Rostock reveals plans for hydrogen test facility


Rostock – plenty of room for planned new hydrogen facility. (Photo: Rostock Port –Nordlicht) Rostock – plenty of room for planned new hydrogen facility. (Photo: Rostock Port –Nordlicht)

Rostock has welcomed plans to build a hydrogen fuel production and processing plant for shipping in the east German Baltic port, writes Germany correspondent Tom Todd.

A statement said the port was looking at an initiative to build a “test facility” and described it as “a great opportunity” for the port and the region. It said the move could make an important contribution to CO2 neutrality in shipping, which it described as “desirable and necessary”.

More than 7,700 ships called at Rostock last year, mostly ferry and RoRo ships, and the port handled approaching 26 million tons of cargo.

The port said it welcomed initiatives to establish Rostock as an “energy port”. It noted already available space capacity in the giant overseas port area, as well as existing access to electrical energy from offshore wind power and available tank storage facilities.

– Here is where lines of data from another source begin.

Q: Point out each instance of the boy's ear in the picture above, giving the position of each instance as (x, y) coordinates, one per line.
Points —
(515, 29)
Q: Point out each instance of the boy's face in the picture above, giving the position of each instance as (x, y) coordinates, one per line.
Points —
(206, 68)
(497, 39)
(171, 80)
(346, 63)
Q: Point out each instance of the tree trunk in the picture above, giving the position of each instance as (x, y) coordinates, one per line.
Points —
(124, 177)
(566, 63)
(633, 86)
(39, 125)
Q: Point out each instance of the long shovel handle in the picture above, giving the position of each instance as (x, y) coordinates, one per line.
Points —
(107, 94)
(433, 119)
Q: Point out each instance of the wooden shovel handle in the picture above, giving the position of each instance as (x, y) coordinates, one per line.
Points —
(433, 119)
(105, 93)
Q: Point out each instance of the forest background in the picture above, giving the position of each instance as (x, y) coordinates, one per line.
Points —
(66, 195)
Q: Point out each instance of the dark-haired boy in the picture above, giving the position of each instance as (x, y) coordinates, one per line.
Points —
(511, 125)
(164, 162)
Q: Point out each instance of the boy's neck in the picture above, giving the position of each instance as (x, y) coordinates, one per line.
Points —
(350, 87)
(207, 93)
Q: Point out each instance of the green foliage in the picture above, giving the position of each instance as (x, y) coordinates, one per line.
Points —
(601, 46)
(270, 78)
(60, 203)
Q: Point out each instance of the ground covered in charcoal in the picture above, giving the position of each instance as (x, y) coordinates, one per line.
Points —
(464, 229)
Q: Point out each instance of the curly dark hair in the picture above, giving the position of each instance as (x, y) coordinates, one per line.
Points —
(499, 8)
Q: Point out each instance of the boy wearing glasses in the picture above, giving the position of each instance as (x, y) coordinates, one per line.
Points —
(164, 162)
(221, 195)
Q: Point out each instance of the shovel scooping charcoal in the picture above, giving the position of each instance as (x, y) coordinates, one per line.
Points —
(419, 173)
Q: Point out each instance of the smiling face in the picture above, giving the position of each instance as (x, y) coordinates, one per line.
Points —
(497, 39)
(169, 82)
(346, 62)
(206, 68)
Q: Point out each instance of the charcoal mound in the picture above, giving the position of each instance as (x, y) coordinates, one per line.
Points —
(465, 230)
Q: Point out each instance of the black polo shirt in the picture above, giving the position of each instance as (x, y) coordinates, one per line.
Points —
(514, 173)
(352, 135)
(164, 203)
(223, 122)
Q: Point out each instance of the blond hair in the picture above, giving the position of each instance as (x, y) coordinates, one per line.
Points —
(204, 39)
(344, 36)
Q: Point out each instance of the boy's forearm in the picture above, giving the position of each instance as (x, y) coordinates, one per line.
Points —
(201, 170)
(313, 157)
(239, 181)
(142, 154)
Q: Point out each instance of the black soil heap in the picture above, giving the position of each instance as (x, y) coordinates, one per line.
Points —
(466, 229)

All were “ideally suited for the production of ‘green hydrogen’ and a fuel synthesis based on it”, the port said. It added that further potential for the direct use of hydrogen in the port lay in local heating, fertiliser production, at petrol stations or for conversion back to electricity.

“Shipping”, Rostock declared, “is one of the areas in the transport sector that cannot be converted short term in electric drive. The fossil fuels, from which maritime fuels are currently still being extracted, must be switched to ‘green’ fuels in the short to medium term. Hydrogen is essential for this changeover.”

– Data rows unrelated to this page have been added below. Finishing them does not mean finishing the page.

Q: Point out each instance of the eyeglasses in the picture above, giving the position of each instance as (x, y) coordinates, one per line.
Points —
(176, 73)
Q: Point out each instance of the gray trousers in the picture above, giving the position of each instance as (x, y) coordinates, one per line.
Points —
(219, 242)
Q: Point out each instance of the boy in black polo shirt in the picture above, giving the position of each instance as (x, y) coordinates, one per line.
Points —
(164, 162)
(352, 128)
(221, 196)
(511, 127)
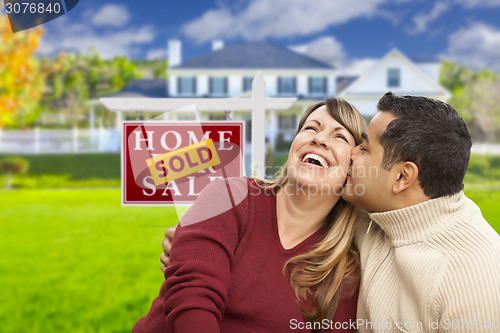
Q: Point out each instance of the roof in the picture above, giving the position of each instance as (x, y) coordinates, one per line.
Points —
(344, 82)
(425, 60)
(144, 88)
(258, 55)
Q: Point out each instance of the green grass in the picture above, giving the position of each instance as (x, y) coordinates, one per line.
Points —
(77, 166)
(76, 261)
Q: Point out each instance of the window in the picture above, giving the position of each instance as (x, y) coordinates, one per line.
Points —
(286, 121)
(247, 83)
(186, 85)
(186, 117)
(286, 85)
(217, 116)
(317, 85)
(393, 78)
(218, 86)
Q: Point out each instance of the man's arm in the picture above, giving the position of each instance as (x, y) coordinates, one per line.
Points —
(167, 246)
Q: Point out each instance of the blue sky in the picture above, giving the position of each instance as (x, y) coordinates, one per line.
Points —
(346, 33)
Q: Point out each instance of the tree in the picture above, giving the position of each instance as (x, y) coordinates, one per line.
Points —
(81, 77)
(21, 80)
(476, 96)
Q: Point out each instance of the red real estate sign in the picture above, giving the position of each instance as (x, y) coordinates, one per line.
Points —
(169, 163)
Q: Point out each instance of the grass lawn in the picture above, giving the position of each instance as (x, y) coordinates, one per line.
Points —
(76, 261)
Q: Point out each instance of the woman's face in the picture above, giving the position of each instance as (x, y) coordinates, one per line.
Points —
(320, 154)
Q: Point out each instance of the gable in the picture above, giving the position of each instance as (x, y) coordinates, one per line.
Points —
(412, 79)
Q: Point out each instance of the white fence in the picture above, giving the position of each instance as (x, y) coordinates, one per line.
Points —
(39, 141)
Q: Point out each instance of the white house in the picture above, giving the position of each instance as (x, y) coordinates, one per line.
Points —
(227, 71)
(394, 72)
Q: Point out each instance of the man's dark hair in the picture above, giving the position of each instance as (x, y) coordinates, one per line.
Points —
(431, 134)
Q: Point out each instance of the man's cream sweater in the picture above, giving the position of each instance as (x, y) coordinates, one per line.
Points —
(431, 267)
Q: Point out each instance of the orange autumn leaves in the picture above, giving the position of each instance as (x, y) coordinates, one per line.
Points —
(21, 80)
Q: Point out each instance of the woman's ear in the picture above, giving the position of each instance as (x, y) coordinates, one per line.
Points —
(407, 176)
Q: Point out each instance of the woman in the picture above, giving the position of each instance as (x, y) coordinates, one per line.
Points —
(278, 245)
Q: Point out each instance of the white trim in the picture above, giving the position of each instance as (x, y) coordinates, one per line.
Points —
(350, 91)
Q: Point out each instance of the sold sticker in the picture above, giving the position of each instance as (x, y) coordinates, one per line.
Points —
(182, 162)
(169, 163)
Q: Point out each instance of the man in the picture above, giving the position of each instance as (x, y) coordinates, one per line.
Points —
(429, 260)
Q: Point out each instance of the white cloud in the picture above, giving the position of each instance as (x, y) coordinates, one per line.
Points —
(111, 15)
(477, 46)
(479, 3)
(421, 21)
(65, 35)
(277, 19)
(325, 49)
(155, 54)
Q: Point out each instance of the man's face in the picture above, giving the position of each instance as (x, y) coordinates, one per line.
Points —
(368, 185)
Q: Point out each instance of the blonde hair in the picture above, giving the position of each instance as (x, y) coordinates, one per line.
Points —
(323, 270)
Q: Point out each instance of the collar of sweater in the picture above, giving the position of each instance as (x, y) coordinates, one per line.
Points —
(419, 222)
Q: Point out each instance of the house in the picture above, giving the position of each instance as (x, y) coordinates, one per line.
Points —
(228, 71)
(394, 72)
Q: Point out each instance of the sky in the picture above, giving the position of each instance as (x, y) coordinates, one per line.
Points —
(349, 34)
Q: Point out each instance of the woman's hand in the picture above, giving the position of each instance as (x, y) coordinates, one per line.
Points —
(167, 245)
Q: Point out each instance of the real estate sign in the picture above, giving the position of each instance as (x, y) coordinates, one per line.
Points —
(169, 163)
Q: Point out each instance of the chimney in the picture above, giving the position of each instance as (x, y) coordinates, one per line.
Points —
(174, 52)
(217, 44)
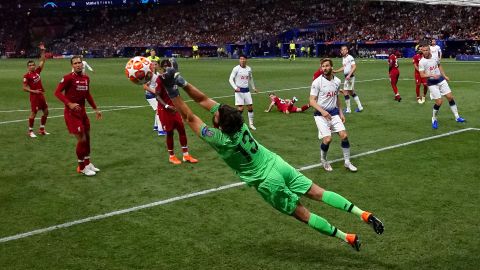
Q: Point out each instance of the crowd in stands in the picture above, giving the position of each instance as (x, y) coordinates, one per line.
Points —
(264, 22)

Rostock Port spokesman Jörg Litschka told The Motorship the hydrogen initiative had come from a working group of economic, scientific and political interests and was still in its early stages and “a long way from being concrete”. There were no firm details yet of when contruction might begin or how long it might last . It was also not clear as yet who would build or operate the facility, which Litschka described as a “small-cale plant”. 

He revealed that the working group planned further discussions on the initiative late summer.